Il Fondo fece costruire le mini casette equipaggiandole con una cucina, una zona adibita alla ristorazione degli avventori, con tavoli e sedie, e perfino una mini zona salotto con poltroncine e libri, giornali e riviste in quantità donate da case editrici o da varie associazioni benefiche.

In questo modo si creò l’abitudine per i conducenti di carrozze prima, e per i tassisti oggi, di recarsi in questi mini rifugi per un velocissimo pranzo molto economico e per un veloce riposino.

La cucina viene gestita da un impiegato del Fondo, che prepara piatti classici e gustosi, di stampo casalingo, e serve bevande rigorosamente analcoliche.

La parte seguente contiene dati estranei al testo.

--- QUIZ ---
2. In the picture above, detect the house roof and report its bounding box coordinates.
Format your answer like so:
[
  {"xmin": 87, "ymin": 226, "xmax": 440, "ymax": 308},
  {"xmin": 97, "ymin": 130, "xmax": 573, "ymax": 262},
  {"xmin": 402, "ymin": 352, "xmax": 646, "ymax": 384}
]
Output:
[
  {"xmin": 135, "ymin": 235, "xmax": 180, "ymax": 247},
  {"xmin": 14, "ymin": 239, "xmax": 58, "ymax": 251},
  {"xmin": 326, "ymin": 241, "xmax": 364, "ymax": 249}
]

Dove si trovano i rifugi per tassisti?

Inizialmente furono costruiti ben 61 rifugi sparsi per tutta Londra, mentre oggi ne rimangono 13, tuttora utilizzati dai tassisti. Ecco dove trovarli:

  1. Chelsea Embankment SW3 – vicino all’incrocio con Albert Bridge, Londra
  2. Embankment Place WC2 – vicino al teatro Playhouse
  3. Grosvenor Gardens SW1 – al lato ovest dei giardini del nord
  4. Piazza di Hannover, Londra W1 – sul lato nord dei giardini centrali
  5. Kensington Park Road W11 – numeri esterni 8-10
  6. Kensington Road W8 – vicino all’incrocio di Queen’s Gate SW7
  7. Pont Street SW1 – vicino allo svincolo di Sloane Street
  8. Russell Square WC1 – Corner occidentale (trasferito qui da Leicester Square)
  9. Piazza San Giorgio, Pimlico SW1 – sul lato nord
  10. Temple Place WC2 – lato opposto dello Swiss Hotel
  11. Thurloe Place, Kensington SW7 – a est dell’ingresso del Victoria and Albert Museum
  12. Warwick Avenue, Londra W9 – accanto alla stazione di Warwick Avenue
  13. Wellington Place NW8 – vicino a Lord’s Cricket Ground

La terza settimana di Settembre di ogni anno si svolge a Londra un evento chiamato Open House London, che promuove l’apertura di alcuni palazzi o siti della città al pubblico.

I comuni cittadini hanno quindi la possibilità di visitare questi deliziosi rifugi una volta l’anno, mentre in tutti gli altri giorni i Cabmen’s Shelters sono riservati esclusivamente ai tassisti.